Dice ancora la sentenza che tale ruolo di difesa non può essere assolto dal sindacato. In questo particolare momento che ruolo può svolgere l’ordine? Non possiamo essere difensori di una realtà che non esiste più. Le dinamiche professionali sono cambiate. Cerchiamo di aggiornarci e attraverso la formazione rendere competitivi i giornalisti ad un nuovo mercato del lavoro.

Marco Giovannelli:

La libera professione è una nobile cosa, una cosa che ha valore. Fare giornalismo significa però comprendere che il giornale è un’opera collettiva.  Il tema deve tornare ad essere cosa significa fare un giornale anche come impresa. Il tema non può essere come posso sopravvivere ad un mercato che prevede le competenze da seo. Noi abbiam bisogno di capire che tipi di risposte ad una crisi così profonda e che riguarda la società possiamo dare come giornalisti non in quanto singoli ma come agenti di un’impresa collettiva e che solo come collettivo posso fare, che si chiama giornale. Dobbiamo rispondere alla domanda su come fare informazione oggi.  Al centro va messa la forma di lavoro collettivo che è un giornale. Applaudo chi fa crowdfunding. Ma un po’ mi fido e un po’ no. Perché qualunque cosa succeda solo uno ne risponde.

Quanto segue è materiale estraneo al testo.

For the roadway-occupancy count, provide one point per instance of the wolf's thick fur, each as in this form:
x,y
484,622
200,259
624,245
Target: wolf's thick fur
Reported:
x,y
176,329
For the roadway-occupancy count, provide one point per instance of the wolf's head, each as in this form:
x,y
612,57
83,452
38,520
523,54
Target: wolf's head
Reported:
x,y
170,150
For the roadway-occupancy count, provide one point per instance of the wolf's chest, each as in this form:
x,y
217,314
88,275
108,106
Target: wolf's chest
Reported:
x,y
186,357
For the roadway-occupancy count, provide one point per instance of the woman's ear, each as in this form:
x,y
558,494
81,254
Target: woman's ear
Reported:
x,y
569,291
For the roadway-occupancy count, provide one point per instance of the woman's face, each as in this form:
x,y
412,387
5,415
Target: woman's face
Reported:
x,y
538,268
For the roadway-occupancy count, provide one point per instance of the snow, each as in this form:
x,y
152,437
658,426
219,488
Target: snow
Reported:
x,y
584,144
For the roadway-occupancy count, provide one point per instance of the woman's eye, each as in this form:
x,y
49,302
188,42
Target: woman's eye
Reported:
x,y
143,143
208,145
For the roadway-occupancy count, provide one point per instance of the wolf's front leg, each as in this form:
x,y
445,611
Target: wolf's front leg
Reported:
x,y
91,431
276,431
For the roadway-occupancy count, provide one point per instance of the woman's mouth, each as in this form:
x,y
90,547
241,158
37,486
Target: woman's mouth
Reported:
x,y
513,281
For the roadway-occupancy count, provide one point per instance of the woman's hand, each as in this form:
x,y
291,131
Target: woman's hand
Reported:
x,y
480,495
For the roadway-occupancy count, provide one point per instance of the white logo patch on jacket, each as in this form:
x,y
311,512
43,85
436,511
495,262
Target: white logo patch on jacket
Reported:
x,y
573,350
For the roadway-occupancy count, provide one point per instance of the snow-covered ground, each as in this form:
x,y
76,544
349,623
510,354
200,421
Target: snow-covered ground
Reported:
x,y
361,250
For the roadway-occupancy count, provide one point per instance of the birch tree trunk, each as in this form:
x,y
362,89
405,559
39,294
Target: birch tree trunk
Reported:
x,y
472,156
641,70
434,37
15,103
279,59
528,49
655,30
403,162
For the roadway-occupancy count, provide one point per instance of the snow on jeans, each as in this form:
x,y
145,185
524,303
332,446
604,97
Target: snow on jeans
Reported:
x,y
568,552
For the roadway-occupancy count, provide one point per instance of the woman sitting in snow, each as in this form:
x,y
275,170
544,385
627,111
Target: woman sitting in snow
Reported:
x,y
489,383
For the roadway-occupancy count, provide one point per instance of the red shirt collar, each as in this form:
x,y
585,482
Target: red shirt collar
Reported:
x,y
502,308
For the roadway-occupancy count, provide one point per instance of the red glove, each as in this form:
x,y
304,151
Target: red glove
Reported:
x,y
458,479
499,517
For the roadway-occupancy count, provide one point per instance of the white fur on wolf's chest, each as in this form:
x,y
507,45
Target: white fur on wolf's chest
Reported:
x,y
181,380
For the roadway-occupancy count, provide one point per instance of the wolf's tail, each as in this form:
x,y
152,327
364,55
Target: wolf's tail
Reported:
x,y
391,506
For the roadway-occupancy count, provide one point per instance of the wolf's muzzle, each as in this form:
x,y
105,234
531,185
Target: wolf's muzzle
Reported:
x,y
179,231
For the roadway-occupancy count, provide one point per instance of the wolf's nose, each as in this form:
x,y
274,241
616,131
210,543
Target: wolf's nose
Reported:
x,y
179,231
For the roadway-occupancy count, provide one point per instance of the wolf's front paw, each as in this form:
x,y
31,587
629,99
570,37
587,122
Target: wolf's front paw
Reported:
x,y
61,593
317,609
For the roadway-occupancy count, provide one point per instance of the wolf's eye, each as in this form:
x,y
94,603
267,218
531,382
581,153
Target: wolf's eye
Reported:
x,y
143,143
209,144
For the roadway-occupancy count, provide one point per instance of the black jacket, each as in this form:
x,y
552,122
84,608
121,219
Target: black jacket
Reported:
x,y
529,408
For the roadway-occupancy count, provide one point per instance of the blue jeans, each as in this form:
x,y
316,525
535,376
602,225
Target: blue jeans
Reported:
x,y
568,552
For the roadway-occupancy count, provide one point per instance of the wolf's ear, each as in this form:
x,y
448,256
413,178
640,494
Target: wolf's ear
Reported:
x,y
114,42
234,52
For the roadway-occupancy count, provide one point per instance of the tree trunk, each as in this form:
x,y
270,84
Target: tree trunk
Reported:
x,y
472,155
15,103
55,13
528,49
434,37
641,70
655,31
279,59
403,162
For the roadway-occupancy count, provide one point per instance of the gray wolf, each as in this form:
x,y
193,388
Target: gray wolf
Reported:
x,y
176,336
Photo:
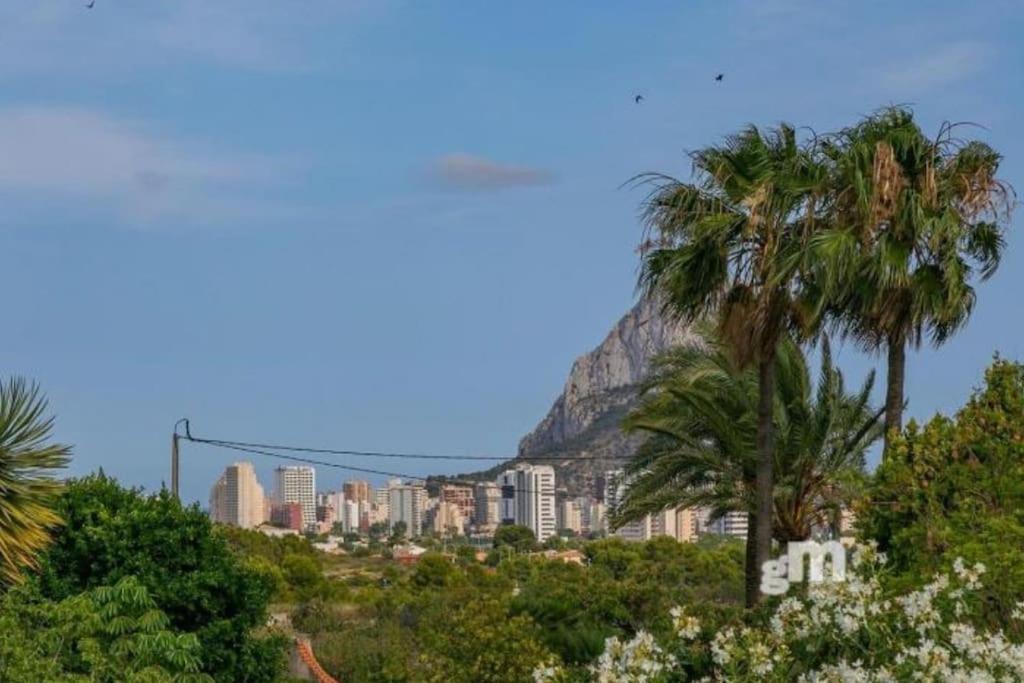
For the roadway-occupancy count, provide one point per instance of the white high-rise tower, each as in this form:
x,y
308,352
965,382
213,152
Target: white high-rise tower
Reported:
x,y
297,484
237,499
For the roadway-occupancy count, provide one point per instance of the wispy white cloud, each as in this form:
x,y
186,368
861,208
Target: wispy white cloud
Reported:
x,y
66,37
53,154
462,171
949,63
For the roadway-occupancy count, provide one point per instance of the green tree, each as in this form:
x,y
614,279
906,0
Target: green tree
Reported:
x,y
954,487
913,221
182,560
699,412
399,530
107,635
520,539
729,244
28,489
477,642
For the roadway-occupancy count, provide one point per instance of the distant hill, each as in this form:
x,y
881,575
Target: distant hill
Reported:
x,y
601,388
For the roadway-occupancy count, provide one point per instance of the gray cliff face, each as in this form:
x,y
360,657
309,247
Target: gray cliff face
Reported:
x,y
600,389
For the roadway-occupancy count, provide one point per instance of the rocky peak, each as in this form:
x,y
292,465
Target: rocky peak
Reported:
x,y
602,385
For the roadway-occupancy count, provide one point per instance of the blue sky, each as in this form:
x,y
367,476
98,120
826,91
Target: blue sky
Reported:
x,y
392,225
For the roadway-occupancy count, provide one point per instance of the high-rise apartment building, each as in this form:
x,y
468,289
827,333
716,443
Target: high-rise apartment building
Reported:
x,y
237,498
407,504
506,482
731,523
461,497
297,484
357,489
448,519
570,515
487,503
535,500
594,516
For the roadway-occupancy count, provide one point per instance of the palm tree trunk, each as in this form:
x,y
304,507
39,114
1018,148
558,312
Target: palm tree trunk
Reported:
x,y
764,494
752,570
895,374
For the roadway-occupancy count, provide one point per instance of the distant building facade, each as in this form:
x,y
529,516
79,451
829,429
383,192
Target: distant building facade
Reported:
x,y
237,498
297,484
487,504
535,500
288,515
407,504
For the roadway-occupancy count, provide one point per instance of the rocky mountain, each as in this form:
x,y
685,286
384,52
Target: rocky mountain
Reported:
x,y
601,388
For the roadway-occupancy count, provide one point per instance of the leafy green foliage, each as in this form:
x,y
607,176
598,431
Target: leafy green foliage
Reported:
x,y
954,487
28,489
185,565
699,410
109,634
443,621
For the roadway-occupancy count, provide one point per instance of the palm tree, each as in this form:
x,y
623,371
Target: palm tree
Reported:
x,y
912,221
724,245
28,489
699,411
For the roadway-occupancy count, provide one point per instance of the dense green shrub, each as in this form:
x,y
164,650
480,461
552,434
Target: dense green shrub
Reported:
x,y
175,553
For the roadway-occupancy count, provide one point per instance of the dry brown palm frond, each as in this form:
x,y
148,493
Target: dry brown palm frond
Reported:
x,y
755,203
888,180
929,185
981,193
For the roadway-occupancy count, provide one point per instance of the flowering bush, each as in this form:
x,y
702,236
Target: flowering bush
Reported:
x,y
837,631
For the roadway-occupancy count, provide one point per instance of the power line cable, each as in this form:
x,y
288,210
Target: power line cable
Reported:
x,y
442,479
380,454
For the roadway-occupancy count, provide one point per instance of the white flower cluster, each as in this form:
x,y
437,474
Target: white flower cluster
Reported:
x,y
841,632
687,627
637,660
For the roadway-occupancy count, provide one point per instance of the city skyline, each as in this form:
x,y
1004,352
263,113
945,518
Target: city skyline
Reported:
x,y
443,276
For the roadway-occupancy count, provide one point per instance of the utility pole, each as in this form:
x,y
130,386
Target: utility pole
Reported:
x,y
174,455
174,465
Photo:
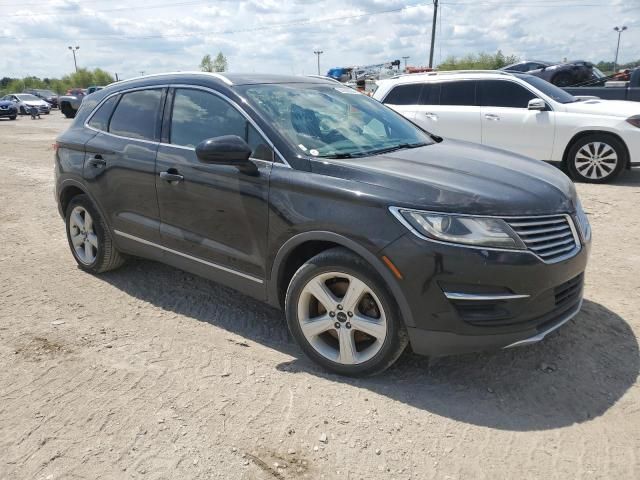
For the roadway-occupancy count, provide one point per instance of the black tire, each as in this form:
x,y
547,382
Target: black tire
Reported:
x,y
343,261
107,256
582,174
563,79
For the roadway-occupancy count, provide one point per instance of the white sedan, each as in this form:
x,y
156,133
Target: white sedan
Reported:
x,y
25,101
593,139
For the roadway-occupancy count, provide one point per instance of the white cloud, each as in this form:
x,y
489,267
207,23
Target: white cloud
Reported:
x,y
121,37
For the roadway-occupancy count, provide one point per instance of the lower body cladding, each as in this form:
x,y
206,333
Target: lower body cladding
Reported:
x,y
458,299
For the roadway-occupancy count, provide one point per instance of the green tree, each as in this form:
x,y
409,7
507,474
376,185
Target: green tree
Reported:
x,y
206,65
479,61
220,63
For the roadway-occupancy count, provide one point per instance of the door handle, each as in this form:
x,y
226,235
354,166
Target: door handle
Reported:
x,y
97,161
171,176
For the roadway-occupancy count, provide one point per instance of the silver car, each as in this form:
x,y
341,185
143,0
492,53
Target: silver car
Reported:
x,y
25,101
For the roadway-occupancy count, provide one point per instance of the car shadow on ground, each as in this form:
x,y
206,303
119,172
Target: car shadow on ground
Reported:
x,y
574,375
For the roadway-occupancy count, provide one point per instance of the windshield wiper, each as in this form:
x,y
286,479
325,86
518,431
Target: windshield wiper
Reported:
x,y
401,146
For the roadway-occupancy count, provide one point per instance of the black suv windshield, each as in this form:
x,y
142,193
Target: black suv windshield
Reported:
x,y
333,121
549,89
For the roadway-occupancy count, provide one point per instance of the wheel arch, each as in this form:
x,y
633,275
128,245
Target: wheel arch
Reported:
x,y
300,248
586,133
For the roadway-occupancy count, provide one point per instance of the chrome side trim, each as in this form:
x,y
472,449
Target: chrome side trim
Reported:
x,y
541,335
482,296
190,257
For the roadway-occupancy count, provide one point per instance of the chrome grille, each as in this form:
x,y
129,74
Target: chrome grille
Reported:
x,y
552,238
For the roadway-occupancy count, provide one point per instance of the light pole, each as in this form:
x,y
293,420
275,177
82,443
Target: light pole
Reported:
x,y
405,62
619,30
73,50
318,53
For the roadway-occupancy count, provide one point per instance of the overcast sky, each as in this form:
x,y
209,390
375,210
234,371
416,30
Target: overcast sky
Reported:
x,y
280,35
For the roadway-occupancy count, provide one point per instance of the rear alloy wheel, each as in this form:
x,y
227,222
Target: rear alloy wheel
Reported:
x,y
596,159
342,316
89,238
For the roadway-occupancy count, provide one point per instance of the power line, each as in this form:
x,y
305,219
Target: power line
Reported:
x,y
118,9
118,36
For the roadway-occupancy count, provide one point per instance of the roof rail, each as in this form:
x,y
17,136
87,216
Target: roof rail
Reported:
x,y
451,72
219,76
322,77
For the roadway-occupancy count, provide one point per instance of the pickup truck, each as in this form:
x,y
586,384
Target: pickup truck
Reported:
x,y
612,90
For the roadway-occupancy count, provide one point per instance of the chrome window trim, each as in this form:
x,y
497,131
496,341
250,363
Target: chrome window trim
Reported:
x,y
282,162
482,296
190,257
395,211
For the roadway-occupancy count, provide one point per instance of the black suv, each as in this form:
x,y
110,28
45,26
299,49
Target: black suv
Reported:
x,y
368,231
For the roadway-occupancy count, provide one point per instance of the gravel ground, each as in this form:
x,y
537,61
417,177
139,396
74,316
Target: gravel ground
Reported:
x,y
150,372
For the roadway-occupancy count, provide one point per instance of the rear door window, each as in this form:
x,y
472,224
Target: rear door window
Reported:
x,y
503,93
458,93
199,115
100,119
404,94
137,115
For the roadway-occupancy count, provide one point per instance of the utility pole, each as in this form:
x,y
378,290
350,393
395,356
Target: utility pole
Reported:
x,y
73,50
318,53
619,30
433,32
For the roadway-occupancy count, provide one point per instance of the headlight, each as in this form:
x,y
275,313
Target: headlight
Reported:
x,y
583,222
635,120
466,230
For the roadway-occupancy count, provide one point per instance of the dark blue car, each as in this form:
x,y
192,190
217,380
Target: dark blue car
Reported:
x,y
8,109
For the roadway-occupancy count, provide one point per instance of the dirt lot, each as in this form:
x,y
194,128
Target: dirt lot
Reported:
x,y
149,372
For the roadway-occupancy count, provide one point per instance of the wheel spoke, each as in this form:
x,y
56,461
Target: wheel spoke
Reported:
x,y
77,240
315,326
354,294
88,251
318,289
76,220
93,239
369,325
348,350
88,222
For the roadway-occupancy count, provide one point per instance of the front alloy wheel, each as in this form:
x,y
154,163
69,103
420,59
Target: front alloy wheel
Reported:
x,y
596,159
341,313
342,318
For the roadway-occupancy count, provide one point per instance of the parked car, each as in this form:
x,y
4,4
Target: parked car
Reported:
x,y
369,232
560,74
613,90
47,95
25,101
70,102
593,139
8,109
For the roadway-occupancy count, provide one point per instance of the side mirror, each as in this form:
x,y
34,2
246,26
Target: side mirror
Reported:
x,y
537,104
225,150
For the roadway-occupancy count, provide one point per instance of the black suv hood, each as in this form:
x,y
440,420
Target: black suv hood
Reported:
x,y
461,177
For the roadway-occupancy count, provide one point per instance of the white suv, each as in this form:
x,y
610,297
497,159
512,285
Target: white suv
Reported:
x,y
594,139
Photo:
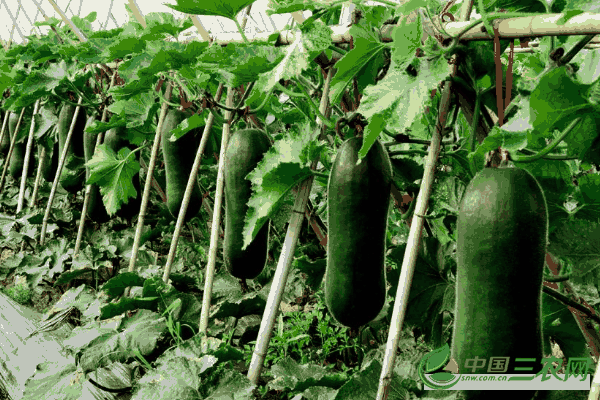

Un editore garantisce un processo collettivo di costruzione di un processo informativo.

La forma giornale è soprattutto a tutela del lettore. Non è che il comunicatore è un truffaldino e il giornalista è un santo. Pensate a Eni che ora ha la parte della comunicazione diretta da un grande giornalista come Marco Bardazzi. Non ci sono contrapposizioni su questo. Il concetto è molto diverso. Eni ultimamente proprio sui mezzi digitali sta facendo ottimo giornalismo e anche giornalismo di sperimentazione inteso come forme narrative.